Frivole Gedanken zu Sex im Altersheim

Gespielt wurden bekannte Standards wie „Puttin’ on the Ritz“, „Begin the Beguine“ oder auch „Georgia on my Mind“ in teilweise originellen neuen Arrangements für die konventionelle Quartettbesetzung mit Klavier, Gitarre, Bass und Schlagzeug, bereichert von Tukur um wahre oder zumindest hinreißend erfundene biografische Anekdoten aus einer Zeit, als noch ein direkter Weg vom osteuropäischen Schtetl zum Broadway führte. Die Rhythmus Boys, selbst nicht mehr die Jüngsten, präsentierten mit Hingabe ganz alte Songs für ein alterndes Publikum, weshalb es passte, dass Tukur frivole Gedanken zu Demenz und Sex im Altersheim einfließen ließ. Aus dem Rahmen fiel eine Techno-Kraftwerk-Persiflage mit dem Fink-Song „Fliegen“: sie blieb ein zu aufwendig inszenierter Fremdkörper für eine matte Pointe.

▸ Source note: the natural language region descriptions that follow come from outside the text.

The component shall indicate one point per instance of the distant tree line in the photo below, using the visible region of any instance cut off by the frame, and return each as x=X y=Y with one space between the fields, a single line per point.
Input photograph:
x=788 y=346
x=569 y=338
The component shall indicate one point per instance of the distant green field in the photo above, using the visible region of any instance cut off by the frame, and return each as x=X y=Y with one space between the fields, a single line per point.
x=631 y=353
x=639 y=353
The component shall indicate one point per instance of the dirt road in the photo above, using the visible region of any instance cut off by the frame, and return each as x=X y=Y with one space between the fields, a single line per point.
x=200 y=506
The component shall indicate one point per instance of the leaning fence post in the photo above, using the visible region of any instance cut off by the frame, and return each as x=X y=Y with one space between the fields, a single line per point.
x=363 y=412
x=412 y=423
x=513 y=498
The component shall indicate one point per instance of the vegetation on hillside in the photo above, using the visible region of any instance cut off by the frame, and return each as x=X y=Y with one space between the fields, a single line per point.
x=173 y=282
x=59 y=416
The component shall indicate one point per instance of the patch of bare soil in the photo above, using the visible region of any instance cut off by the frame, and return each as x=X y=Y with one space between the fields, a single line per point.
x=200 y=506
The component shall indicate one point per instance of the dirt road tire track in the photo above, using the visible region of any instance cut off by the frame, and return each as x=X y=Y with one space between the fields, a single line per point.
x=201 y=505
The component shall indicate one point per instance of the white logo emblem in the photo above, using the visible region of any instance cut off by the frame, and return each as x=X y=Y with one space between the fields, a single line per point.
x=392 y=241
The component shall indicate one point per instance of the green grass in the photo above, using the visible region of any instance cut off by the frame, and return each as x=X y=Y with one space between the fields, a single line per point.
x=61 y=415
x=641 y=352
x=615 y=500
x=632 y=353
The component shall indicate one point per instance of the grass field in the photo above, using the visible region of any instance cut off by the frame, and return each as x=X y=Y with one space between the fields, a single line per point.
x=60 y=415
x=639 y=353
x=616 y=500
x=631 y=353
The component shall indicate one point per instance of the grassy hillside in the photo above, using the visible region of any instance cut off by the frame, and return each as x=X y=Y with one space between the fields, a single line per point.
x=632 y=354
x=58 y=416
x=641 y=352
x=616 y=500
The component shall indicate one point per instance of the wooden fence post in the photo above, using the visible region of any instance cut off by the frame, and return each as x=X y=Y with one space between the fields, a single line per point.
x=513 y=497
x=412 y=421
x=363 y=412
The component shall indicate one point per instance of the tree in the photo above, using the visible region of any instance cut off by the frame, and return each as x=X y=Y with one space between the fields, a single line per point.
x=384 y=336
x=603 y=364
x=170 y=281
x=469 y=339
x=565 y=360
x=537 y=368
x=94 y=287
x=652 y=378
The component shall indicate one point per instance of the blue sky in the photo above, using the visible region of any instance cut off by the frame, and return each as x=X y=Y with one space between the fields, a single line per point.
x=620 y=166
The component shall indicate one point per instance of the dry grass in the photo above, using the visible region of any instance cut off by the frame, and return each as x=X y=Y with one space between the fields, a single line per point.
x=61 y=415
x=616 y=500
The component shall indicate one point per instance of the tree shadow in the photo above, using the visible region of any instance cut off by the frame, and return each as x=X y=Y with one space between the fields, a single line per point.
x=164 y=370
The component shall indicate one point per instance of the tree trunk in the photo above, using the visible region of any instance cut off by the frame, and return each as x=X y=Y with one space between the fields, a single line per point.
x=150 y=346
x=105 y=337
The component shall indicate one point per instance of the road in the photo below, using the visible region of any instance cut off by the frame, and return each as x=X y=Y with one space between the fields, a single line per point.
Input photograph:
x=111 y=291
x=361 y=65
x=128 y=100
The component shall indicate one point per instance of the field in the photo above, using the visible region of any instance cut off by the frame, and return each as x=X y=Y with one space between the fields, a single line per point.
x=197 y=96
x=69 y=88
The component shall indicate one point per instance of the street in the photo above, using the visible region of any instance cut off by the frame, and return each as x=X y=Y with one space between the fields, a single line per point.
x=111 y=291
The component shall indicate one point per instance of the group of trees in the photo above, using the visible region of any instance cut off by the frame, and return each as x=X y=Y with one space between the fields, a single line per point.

Weil Tukurs Band besser spielt als sie aussieht und umgekehrt, darf sie sich nicht wundern, vom Chef vorgeführt zu werden, verkleidet als liebestolle Fliege im Ballettröckchen, als singende Miss Piggy („I can’t give you anything but Love“) oder als kopfloser Bassist, der zu Step- und Bauchtanz-Einlagen gezwungen wird. Zum Ende hin erinnerte man dann mit einer stimmungsvollen Verbeugung vor Will Glahé („Von acht bis um acht“) und dem unvermeidlichen „La Paloma“ an ältere Programme, bevor man eilfertig den nunmehr unnachgiebig eingeforderten Zugabewünschen des ausgelassen beste subversive Unterhaltung feiernden Publikums nachkam.